The Malee answered, "Chh, Chh! There is no mate of this cobra," but his tone was not confident.

"Go," cried Beharilal—"go quickly and call Nagoo, the snake-charmer. He has knowledge."

"I will go," said the Malee, and set off at a run; but when he got out of the gate he lapsed into a leisurely walk, for why should a man lose his breath without cause? In time he found his way to the little settlement of huts constructed of poles and mats, where Nagoo sat on the ground smoking his "chillum," and told his errand.

"Why should I come?" was Nagoo's reply; "I went to take away that cobra and the Bunia drove me from the garden with abuse. Why does he send for me now?"

"He is a Bunia," said the Malee, as if that summed up the whole matter; but he added, after a pause, "If he sees a burning ground, he shakes like a peepul leaf. The cobra has died by his hand and his liver has become like water. Whatever you ask he will give. You should come,"

Nagoo replied aloud, "I will come," and to himself, "I will give him physic." Then he took up his baskets and his pipe and followed the Malee.

Beharilal proceeded to business with a directness foreign to his habit, looking over his shoulder at intervals lest a snake might be silently approaching. "Good Nagoo," he said, "a great misfortune has happened. The cobra of the shrine has been killed. Has it a mate?"

"How can a cobra not have a mate?" answered Nagoo curtly.

Then Beharilal employed the most insinuating of the many tones of his voice. "Listen, Nagoo. You are a man of skill. Capture that cobra and I will pay you well. I will give you five rupees." Then, observing no response in the wrinkled visage of the charmer, "I will give you ten rupees."

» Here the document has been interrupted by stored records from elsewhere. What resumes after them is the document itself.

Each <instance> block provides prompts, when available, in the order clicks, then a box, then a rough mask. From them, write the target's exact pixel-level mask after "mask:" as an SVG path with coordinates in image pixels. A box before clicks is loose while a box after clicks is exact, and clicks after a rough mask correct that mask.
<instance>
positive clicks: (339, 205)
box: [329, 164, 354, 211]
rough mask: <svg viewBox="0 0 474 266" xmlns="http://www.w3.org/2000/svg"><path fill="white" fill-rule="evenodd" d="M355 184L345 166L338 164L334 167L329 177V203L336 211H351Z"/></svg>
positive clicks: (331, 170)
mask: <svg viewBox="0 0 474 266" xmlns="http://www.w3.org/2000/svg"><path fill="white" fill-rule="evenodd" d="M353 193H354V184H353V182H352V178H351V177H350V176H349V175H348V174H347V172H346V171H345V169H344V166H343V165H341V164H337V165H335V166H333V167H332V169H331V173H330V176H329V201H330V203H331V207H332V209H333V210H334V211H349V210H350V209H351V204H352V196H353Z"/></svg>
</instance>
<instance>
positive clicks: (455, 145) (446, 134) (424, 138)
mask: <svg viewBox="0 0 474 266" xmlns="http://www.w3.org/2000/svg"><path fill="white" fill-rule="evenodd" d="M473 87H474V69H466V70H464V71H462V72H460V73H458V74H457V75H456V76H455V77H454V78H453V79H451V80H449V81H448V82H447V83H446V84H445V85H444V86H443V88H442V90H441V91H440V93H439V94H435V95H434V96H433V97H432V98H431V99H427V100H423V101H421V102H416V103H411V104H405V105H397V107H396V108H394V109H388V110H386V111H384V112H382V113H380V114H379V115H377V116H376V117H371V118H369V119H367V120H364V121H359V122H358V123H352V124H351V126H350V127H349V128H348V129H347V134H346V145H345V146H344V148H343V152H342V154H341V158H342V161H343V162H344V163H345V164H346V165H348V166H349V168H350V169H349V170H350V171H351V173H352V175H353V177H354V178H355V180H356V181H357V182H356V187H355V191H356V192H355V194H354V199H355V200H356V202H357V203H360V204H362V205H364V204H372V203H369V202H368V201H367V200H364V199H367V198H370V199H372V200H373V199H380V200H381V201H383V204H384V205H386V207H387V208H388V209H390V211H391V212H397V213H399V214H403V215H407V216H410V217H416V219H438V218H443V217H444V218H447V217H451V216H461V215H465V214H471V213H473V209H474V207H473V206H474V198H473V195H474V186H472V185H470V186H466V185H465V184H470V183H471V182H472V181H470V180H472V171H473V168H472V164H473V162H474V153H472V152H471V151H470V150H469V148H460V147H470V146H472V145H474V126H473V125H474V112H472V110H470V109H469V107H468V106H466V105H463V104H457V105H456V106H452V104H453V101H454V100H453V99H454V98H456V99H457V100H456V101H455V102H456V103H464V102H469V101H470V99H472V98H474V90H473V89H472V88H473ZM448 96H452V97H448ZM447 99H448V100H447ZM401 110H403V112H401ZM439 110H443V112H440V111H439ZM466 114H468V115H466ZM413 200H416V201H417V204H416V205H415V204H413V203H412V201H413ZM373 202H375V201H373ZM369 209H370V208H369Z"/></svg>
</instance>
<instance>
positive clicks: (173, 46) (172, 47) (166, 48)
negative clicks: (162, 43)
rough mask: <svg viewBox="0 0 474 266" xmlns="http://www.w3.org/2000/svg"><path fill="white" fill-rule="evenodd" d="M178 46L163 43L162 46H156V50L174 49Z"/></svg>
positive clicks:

Nagoo would have sold his revenge for a tithe of the wealth thus dangled before him, but he saw no reason to suppose that there was another cobra anywhere in the garden, so he answered with the calm confidence of an expert, "That cannot be done. The serpent will not heed any pipe now. In its mind there is only revenge."

"Then what will it do?" said the trembling Bunia.

"If its mate died by the hand of a man, it will follow that man until it has accomplished its purpose."

"But how will it know," asked Beharilal, "by whose hand its mate died?"

Nagoo replied with pious simplicity, "How can I tell by what means it knows? God informs it."

"But," pleaded Beharilal, "is there no escape?—if a man goes away by the railway or by water?"

Nagoo pondered for a moment and said, "If a man crossed the sea, the serpent would be baulked. If he goes by railway it will not leave him. Let him go to Madras, it will find him."

With a faltering hand the Bunia put some rupees, uncounted, into the charmer's skinny palm, saying, "Go, make incantations. Do something. There is great knowledge of mysteries with you"; and he hurried back into the house.

His arrangements were very soon made. His account books, with a bundle of bonds and hoondies and cash and his son, were put into a small cart drawn by a pair of fast trotting bullocks, into which he himself climbed, after looking under the cushion to see that there was no evil beast lurking there, and got away in haste while the sun was yet hot. The rest of the family followed with the household property, and in a few days the house was empty and only the Malee remained in charge. Many years have passed and the house is empty still, and the Malee, grown grey and frail, is still in charge. He gets no wages, but he sells the jasmine flowers and the mangoes and guavas, and he grows chillies and brinjals, and so fills the stomachs of himself and his little grandson and is contented. If you ask him where the Seth has gone, he replies, "Who knows?" His debt has gone with his creditor, "gone glimmering through the dream of things that were," and he has no desire to recall them.

A civil or military officer from the station, taking a solitary walk, sometimes finds himself at the Cobra Bungalow, and turns in to wander among its old trees and unswept paths, obstructed by overgrown and untended shrubs, and wonders how it got its name. Then he pauses at the whitewashed shrine and notes that the god-stone has been freshly painted red and that chaplets of faded flowers lie before it. But the old Malee approaches with a meek salaam and a posy of jasmine and marigolds and warns him that there is a cobra in the shrine.